Plasmodium falciparum Uses gC1qR/HABP1/p32 as a Receptor to Bind to Vascular Endothelium and for Platelet-Mediated Clumping

The ability of Plasmodium falciparum–infected red blood cells (IRBCs) to bind to vascular endothelium, thus enabling sequestration in vital host organs, is an important pathogenic mechanism in malaria. Adhesion of P. falciparum IRBCs to platelets, which results in the formation of IRBC clumps, is another cytoadherence phenomenon that is associated with severe disease. Here, we have used in vitro cytoadherence assays to demonstrate, to our knowledge for the first time, that P. falciparum IRBCs use the 32-kDa human protein gC1qR/HABP1/p32 as a receptor to bind to human brain microvascular endothelial cells. In addition, we show that P. falciparum IRBCs can also bind to gC1qR/HABP1/p32 on platelets to form clumps. Our study has thus identified a novel host receptor that is used for both adhesion to vascular endothelium and platelet-mediated clumping. Given the association of adhesion to vascular endothelium and platelet-mediated clumping with severe disease, adhesion to gC1qR/HABP1/p32 by P. falciparum IRBCs may play an important role in malaria pathogenesis.

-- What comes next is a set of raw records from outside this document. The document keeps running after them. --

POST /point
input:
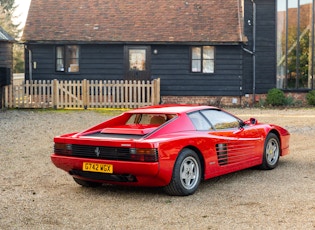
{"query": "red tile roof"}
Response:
(135, 21)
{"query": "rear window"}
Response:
(149, 119)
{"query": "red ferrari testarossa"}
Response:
(170, 146)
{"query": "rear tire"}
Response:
(86, 183)
(186, 174)
(271, 152)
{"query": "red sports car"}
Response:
(170, 146)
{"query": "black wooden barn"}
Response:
(197, 48)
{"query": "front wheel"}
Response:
(271, 152)
(186, 174)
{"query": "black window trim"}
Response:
(201, 60)
(64, 55)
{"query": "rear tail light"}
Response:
(63, 149)
(144, 155)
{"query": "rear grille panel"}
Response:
(111, 153)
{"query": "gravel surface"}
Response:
(34, 194)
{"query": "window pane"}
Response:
(220, 119)
(60, 59)
(199, 121)
(208, 66)
(196, 53)
(208, 52)
(196, 66)
(72, 56)
(137, 59)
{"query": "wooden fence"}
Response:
(82, 94)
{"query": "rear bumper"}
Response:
(124, 172)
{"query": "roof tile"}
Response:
(134, 21)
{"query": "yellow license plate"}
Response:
(96, 167)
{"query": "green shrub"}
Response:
(275, 97)
(310, 97)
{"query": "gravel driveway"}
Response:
(36, 195)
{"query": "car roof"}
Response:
(171, 109)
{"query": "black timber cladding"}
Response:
(171, 65)
(265, 46)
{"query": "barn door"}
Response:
(137, 62)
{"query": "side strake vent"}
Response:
(221, 150)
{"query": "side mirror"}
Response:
(253, 121)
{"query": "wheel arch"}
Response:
(274, 131)
(200, 156)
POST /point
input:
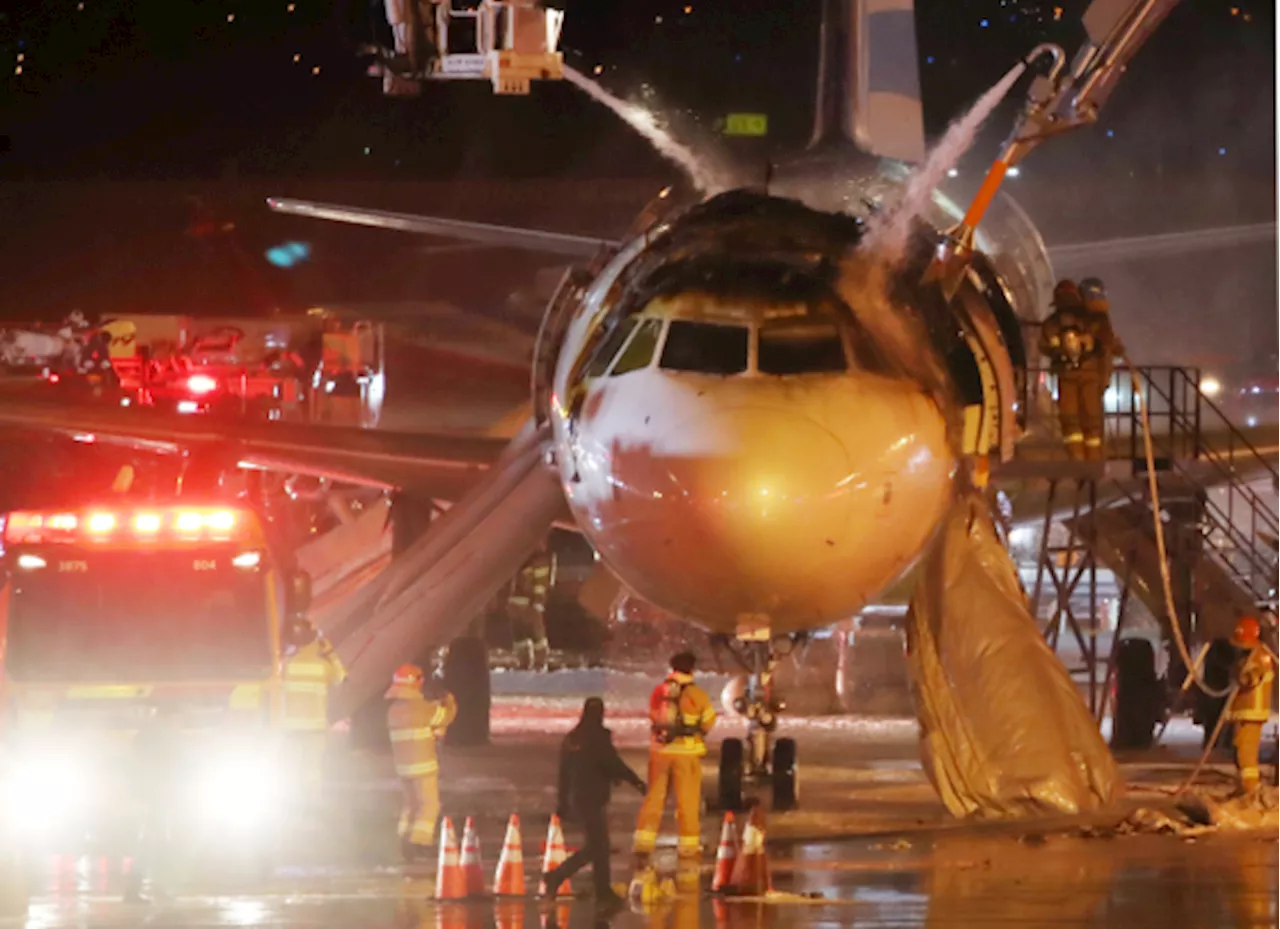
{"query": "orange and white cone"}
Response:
(471, 874)
(752, 872)
(726, 856)
(510, 878)
(449, 883)
(553, 856)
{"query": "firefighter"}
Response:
(526, 608)
(680, 717)
(1079, 344)
(589, 768)
(1251, 706)
(1093, 292)
(310, 673)
(416, 717)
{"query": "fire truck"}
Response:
(128, 619)
(312, 367)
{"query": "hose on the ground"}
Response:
(1184, 653)
(1210, 745)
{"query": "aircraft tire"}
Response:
(1138, 691)
(466, 677)
(786, 776)
(731, 776)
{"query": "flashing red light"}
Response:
(100, 524)
(179, 525)
(146, 524)
(201, 384)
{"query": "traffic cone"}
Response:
(752, 872)
(726, 856)
(553, 856)
(449, 883)
(471, 874)
(510, 878)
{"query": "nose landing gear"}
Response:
(758, 760)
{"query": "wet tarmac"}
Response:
(955, 881)
(871, 847)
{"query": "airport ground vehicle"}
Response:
(312, 367)
(144, 658)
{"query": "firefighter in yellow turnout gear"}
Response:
(310, 673)
(526, 607)
(680, 717)
(1079, 342)
(415, 722)
(1251, 706)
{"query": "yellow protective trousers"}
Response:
(1248, 744)
(1079, 407)
(680, 774)
(420, 810)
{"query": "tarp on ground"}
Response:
(1004, 732)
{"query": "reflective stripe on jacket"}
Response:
(1255, 676)
(695, 712)
(309, 674)
(415, 723)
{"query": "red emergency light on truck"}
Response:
(114, 616)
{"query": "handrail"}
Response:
(1198, 443)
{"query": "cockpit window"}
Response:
(705, 348)
(609, 347)
(639, 351)
(787, 349)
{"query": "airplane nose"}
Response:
(768, 512)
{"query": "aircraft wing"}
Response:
(1079, 255)
(439, 466)
(1109, 252)
(484, 233)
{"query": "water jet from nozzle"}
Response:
(644, 120)
(890, 230)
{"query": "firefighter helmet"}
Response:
(408, 674)
(1093, 288)
(1247, 632)
(684, 662)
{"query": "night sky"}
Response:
(187, 87)
(234, 100)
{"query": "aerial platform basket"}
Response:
(507, 42)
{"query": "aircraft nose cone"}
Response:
(759, 516)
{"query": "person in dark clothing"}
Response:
(589, 768)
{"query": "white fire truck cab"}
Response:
(145, 648)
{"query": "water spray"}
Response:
(1057, 101)
(644, 120)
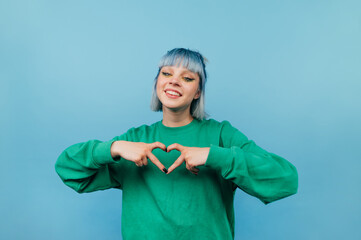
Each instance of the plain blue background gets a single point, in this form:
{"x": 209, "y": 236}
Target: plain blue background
{"x": 285, "y": 73}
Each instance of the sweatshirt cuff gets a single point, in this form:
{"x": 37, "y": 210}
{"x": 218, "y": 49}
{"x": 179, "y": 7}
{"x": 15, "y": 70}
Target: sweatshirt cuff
{"x": 101, "y": 153}
{"x": 219, "y": 159}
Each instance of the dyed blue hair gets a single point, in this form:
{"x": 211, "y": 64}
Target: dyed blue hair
{"x": 194, "y": 62}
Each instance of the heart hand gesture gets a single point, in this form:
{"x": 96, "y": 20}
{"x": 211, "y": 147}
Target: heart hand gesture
{"x": 193, "y": 156}
{"x": 138, "y": 152}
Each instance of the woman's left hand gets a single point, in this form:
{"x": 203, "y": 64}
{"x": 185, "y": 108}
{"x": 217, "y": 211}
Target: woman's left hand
{"x": 193, "y": 156}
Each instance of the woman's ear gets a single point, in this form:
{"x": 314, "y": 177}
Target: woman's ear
{"x": 198, "y": 94}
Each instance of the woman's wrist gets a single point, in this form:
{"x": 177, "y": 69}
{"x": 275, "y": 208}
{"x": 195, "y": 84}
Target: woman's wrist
{"x": 114, "y": 150}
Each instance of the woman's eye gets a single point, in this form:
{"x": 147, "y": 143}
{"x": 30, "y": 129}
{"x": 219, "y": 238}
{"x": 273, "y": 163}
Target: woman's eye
{"x": 166, "y": 74}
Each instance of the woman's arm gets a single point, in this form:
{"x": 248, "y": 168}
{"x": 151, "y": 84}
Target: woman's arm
{"x": 96, "y": 165}
{"x": 264, "y": 175}
{"x": 86, "y": 167}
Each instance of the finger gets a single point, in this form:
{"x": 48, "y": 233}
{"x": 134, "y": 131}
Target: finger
{"x": 145, "y": 161}
{"x": 175, "y": 146}
{"x": 158, "y": 145}
{"x": 176, "y": 164}
{"x": 192, "y": 169}
{"x": 156, "y": 162}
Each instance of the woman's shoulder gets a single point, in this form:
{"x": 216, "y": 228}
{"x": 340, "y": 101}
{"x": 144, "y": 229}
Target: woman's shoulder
{"x": 215, "y": 123}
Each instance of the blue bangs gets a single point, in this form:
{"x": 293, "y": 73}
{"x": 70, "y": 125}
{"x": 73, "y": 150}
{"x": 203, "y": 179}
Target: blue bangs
{"x": 191, "y": 60}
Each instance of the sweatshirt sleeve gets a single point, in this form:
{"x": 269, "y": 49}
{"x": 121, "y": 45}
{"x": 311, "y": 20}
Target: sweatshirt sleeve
{"x": 264, "y": 175}
{"x": 88, "y": 166}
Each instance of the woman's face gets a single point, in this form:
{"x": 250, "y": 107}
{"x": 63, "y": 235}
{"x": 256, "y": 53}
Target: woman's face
{"x": 177, "y": 87}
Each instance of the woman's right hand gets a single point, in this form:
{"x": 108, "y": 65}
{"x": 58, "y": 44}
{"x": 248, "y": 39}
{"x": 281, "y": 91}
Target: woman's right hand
{"x": 138, "y": 152}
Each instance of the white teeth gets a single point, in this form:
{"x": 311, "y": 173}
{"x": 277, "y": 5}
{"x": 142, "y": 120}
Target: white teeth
{"x": 173, "y": 93}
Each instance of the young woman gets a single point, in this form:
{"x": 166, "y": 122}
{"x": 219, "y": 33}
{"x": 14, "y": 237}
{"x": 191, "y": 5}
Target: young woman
{"x": 178, "y": 175}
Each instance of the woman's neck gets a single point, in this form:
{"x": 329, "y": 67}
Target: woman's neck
{"x": 176, "y": 119}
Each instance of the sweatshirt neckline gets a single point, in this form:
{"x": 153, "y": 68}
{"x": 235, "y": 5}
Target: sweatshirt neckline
{"x": 181, "y": 129}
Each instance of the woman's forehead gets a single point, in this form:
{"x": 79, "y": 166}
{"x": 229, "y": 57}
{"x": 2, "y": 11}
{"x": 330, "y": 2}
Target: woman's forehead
{"x": 178, "y": 68}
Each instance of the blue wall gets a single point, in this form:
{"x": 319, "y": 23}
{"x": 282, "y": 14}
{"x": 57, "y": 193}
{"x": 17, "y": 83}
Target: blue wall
{"x": 285, "y": 73}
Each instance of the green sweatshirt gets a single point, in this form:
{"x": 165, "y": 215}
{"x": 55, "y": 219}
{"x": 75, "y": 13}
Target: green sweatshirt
{"x": 180, "y": 205}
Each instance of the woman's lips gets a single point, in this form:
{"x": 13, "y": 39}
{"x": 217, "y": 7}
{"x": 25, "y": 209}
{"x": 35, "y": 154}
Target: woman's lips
{"x": 172, "y": 93}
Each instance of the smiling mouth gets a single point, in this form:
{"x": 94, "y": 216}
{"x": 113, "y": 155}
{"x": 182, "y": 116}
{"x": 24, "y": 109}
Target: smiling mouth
{"x": 173, "y": 93}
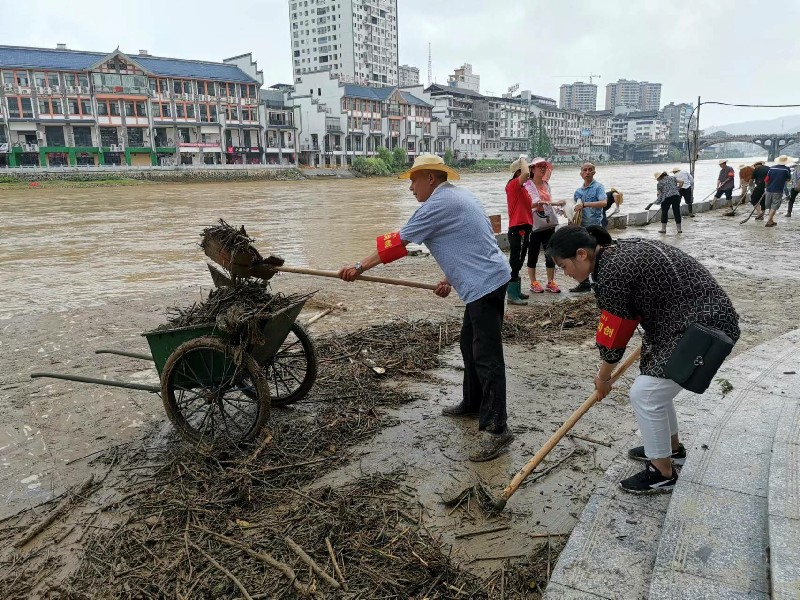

恶性疟原虫（Plasmodium falciparum）感染的红细胞（infected red blood cells，下文简称IRBCs）与血管内皮结合、进而在宿主重要器官中形成滞留的能力，是疟疾的重要致病机制。恶性疟原虫感染的红细胞与血小板结合并形成红细胞团块的现象，是另一种与重症疟疾相关的细胞黏附现象。本研究通过体外细胞黏附实验，据我们所知首次证实，恶性疟原虫感染的红细胞可借助32 kDa的人类蛋白gC1qR/HABP1/p32作为受体，与人脑微血管内皮细胞结合。此外，本研究还发现，恶性疟原虫感染的红细胞可结合血小板表面的gC1qR/HABP1/p32，进而形成团块。本研究据此鉴定出一种新型宿主受体，该受体同时介导恶性疟原虫感染红细胞与血管内皮的黏附，以及血小板介导的红细胞团块形成。鉴于血管内皮黏附与血小板介导的红细胞团块形成均与重症疟疾相关，恶性疟原虫感染的红细胞通过结合gC1qR/HABP1/p32实现黏附的过程，可能在疟疾致病过程中发挥重要作用。